This article was originally published on August 21, 2024 before Peloton’s Q4 earnings report on X via GeorgeC1953
The end of August, just before Labor Day, is typically slow for most legal practices. I no longer handle complex corporate cases in court; now, I focus on legislative policies related to income tax and accounting methods. It’s less dramatic, but it allows me to tackle complex policy issues, akin to playing brain puzzles everyday. I can't complain – now back to the topic.
*This is just my analysis based on publicly available disclosures. This is neither legal nor financial advice.*
Peloton will report Q4 earnings tomorrow pre-market. As I've alluded in my previous article, I've been digging through large institutional buys from last quarter, as disclosed in 13Fs. One notable buy was GTCR and I don't believe it's inconsequential.
It opened a new position with 14M shares last quarter, representing 3.775% of common stock outstanding, now Peloton's 6th largest holder, market value representing about $45M.
GTCR LLC: a big boy from Chi-town
GTCR LLC is a PE and VC firm specializing in mezzanine, middle market, PIPES financing, complex corporate carve-outs, growth capital, buyouts, investments through transformational acquisitions, organic growth and add-on acquisitions.
(On a side note, the team's directory page is uninspiring, took a page out of Suits, and sprinkled with Patrick Batemans.)
GTCR typically identifies and pursues platform acquisitions with management partners through funding a new company to make the initial acquisition and backs incumbent management of an existing company to acquire the business in high growth fragmented industries.
Within healthcare and life sciences, it invests in the product segment with a focus on branded devices and in software, services, data and information services, technology-based outsourcing and network-based services. Here, Peloton categorically fits their typical investment target, except that it’s a public holding.
It typically invests in U.S. companies, with transaction sizes ranging from $30 million to $500 million in companies with operating profits between $5 million and $150 million. Like any private equity firm, it generally seeks to take a majority stake and also provides debt capital for struggling companies. However, since JPMorgan and Goldman provided the revolving credit facility, I do not believe this firm would take on that role in this case.
So why invest in a company that merely makes "stationary bike with an iPad?"
Simple, in my opinion, it's undervalued. I believe David Einhorn's Greenlight capital, a value-oriented HF, opened a new position of 6.7M share last quarter for the same reason.
It’s an oversimplification to value a company with many moving parts, but I prefer to use the TEV/NTM Total Revenue ratio to gain "high-level" value insights into how much investors are willing to pay for each dollar of future revenue. In other words, a higher ratio suggests that the market has higher expectations for future growth or profitability, while a lower ratio could indicate that the company is undervalued or expected to have lower growth prospects.

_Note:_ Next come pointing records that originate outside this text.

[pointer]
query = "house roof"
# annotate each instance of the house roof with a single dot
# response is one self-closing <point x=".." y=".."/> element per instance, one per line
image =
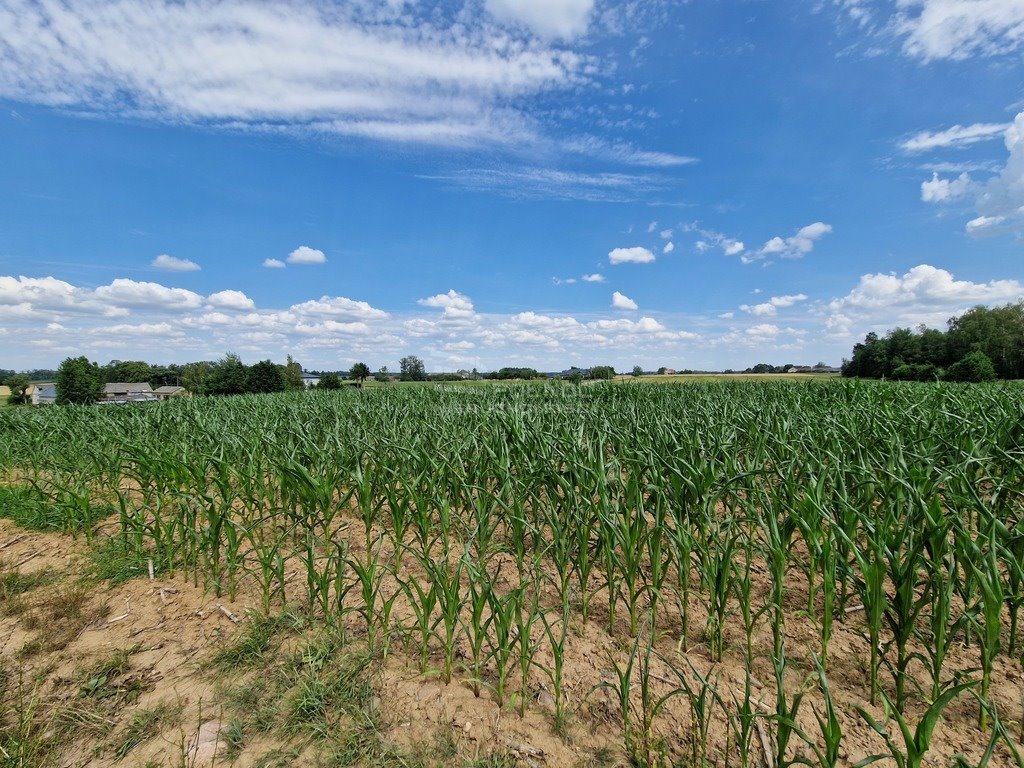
<point x="123" y="387"/>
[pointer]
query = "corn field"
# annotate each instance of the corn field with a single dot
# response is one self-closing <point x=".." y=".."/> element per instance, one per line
<point x="762" y="573"/>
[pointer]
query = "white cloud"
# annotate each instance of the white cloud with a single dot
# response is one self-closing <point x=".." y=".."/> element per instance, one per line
<point x="960" y="29"/>
<point x="455" y="304"/>
<point x="620" y="301"/>
<point x="172" y="264"/>
<point x="958" y="135"/>
<point x="945" y="190"/>
<point x="635" y="255"/>
<point x="925" y="294"/>
<point x="305" y="255"/>
<point x="230" y="300"/>
<point x="1000" y="200"/>
<point x="338" y="306"/>
<point x="796" y="247"/>
<point x="562" y="18"/>
<point x="729" y="246"/>
<point x="763" y="331"/>
<point x="130" y="293"/>
<point x="769" y="307"/>
<point x="550" y="183"/>
<point x="626" y="154"/>
<point x="983" y="223"/>
<point x="387" y="71"/>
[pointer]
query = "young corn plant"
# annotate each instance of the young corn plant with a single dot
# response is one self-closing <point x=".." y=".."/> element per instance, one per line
<point x="910" y="751"/>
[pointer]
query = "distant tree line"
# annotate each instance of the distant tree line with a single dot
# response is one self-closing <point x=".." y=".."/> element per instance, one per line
<point x="982" y="344"/>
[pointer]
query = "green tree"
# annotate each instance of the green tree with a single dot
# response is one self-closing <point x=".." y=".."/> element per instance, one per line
<point x="973" y="367"/>
<point x="196" y="377"/>
<point x="412" y="369"/>
<point x="131" y="372"/>
<point x="229" y="376"/>
<point x="78" y="382"/>
<point x="265" y="377"/>
<point x="359" y="373"/>
<point x="330" y="381"/>
<point x="18" y="383"/>
<point x="293" y="375"/>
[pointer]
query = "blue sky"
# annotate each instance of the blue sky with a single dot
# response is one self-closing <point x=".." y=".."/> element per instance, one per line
<point x="488" y="182"/>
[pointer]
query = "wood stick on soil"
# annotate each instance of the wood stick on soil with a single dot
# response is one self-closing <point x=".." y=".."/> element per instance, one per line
<point x="13" y="541"/>
<point x="764" y="743"/>
<point x="227" y="613"/>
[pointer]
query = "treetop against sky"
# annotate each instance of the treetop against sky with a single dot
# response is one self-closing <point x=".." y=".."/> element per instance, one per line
<point x="492" y="182"/>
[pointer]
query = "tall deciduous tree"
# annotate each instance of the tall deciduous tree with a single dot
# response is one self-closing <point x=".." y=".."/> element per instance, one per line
<point x="359" y="373"/>
<point x="265" y="377"/>
<point x="229" y="376"/>
<point x="78" y="382"/>
<point x="18" y="383"/>
<point x="293" y="375"/>
<point x="413" y="369"/>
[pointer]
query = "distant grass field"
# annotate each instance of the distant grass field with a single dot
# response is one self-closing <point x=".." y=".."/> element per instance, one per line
<point x="683" y="378"/>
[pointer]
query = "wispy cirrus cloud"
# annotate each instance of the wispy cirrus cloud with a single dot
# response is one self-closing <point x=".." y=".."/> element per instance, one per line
<point x="375" y="69"/>
<point x="174" y="264"/>
<point x="957" y="135"/>
<point x="960" y="29"/>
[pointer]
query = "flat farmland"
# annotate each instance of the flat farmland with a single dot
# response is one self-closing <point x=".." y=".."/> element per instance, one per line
<point x="742" y="572"/>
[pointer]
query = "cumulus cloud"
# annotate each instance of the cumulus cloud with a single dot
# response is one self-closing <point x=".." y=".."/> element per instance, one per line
<point x="172" y="264"/>
<point x="556" y="18"/>
<point x="796" y="247"/>
<point x="130" y="293"/>
<point x="945" y="190"/>
<point x="637" y="255"/>
<point x="305" y="255"/>
<point x="712" y="239"/>
<point x="998" y="200"/>
<point x="230" y="300"/>
<point x="983" y="224"/>
<point x="770" y="307"/>
<point x="620" y="301"/>
<point x="925" y="294"/>
<point x="386" y="71"/>
<point x="338" y="306"/>
<point x="455" y="304"/>
<point x="960" y="29"/>
<point x="958" y="135"/>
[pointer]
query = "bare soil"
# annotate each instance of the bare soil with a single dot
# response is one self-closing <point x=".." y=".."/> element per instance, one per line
<point x="128" y="675"/>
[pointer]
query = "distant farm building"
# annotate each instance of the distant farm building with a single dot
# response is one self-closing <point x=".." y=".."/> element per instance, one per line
<point x="42" y="394"/>
<point x="125" y="392"/>
<point x="165" y="393"/>
<point x="812" y="370"/>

As mentioned in the Q3 earnings call, management is not focusing on growth but on cost reduction. By this metric, the company is trading at a much lower 1.04x compared to its COVID-19 heyday of 8x. Bang-for-the-buck!
GTCR probably wants more shares
It’s rather cringeworthy that they trademarked "The Leaders Strategy™" to describe their modus operandi, with the following statement standing out:
Peloton currently has co-interim CEOs running the company following the resignations of Foley and McCarthy. The Board has been actively searching for a new permanent CEO over the past few months, and my hunch is that this is where GTCR wants to step in by 1) joining the Board as an active investor, and 2) appointing its preferred CEO.
Some have argued that GTCR merely seeks to boost the stock price to exit, but this contradicts their low-turnover approach to investments, including their stake in public companies like Peloton. This leads me to believe that GTCR is accumulating more shares as I write this.
Breaking down its commons position
It owns 14 million shares as of June 30, with a likely cost of $3.22 per share, representing 3.775% of the company’s shares outstanding (CSO). While GTCR has a history of fully buying out closely-held companies, that is unlikely to be the case here. If its purpose is to influence the board, a significant ownership stake is generally around 5% to 10% or more, which can provide leverage in discussions with the company. GTCR would need to acquire at least another 5-6 million shares to surpass the 5% threshold, which would require the firm to file a Schedule 13D, indicating control intent.
My speculation is that GTCR will continue to buy shares throughout this quarter and beyond to gain leverage with the board, especially as the company searches for a permanent CEO. The timing seems well-suited for both Peloton’s corporate restructuring and GTCR’s long-term strategy to influence control of the company. We will know more next quarter from its 13F disclosure.
Earnings, earnings, earnings
I will not speculate on the exact numbers and estimates before Peloton’s Q4 earnings report on August 22. It’s a bit of a fool’s game at the moment. However, I am looking for insights into subscription churn rate, revenue growth, and further cost reductions. In the meantime, I plan to build a LEAPS position in the coming weeks, following GTCR’s likely increasing stake in Peloton.
*I have '25 and '26 call LEAPS to test its liquidity and spread.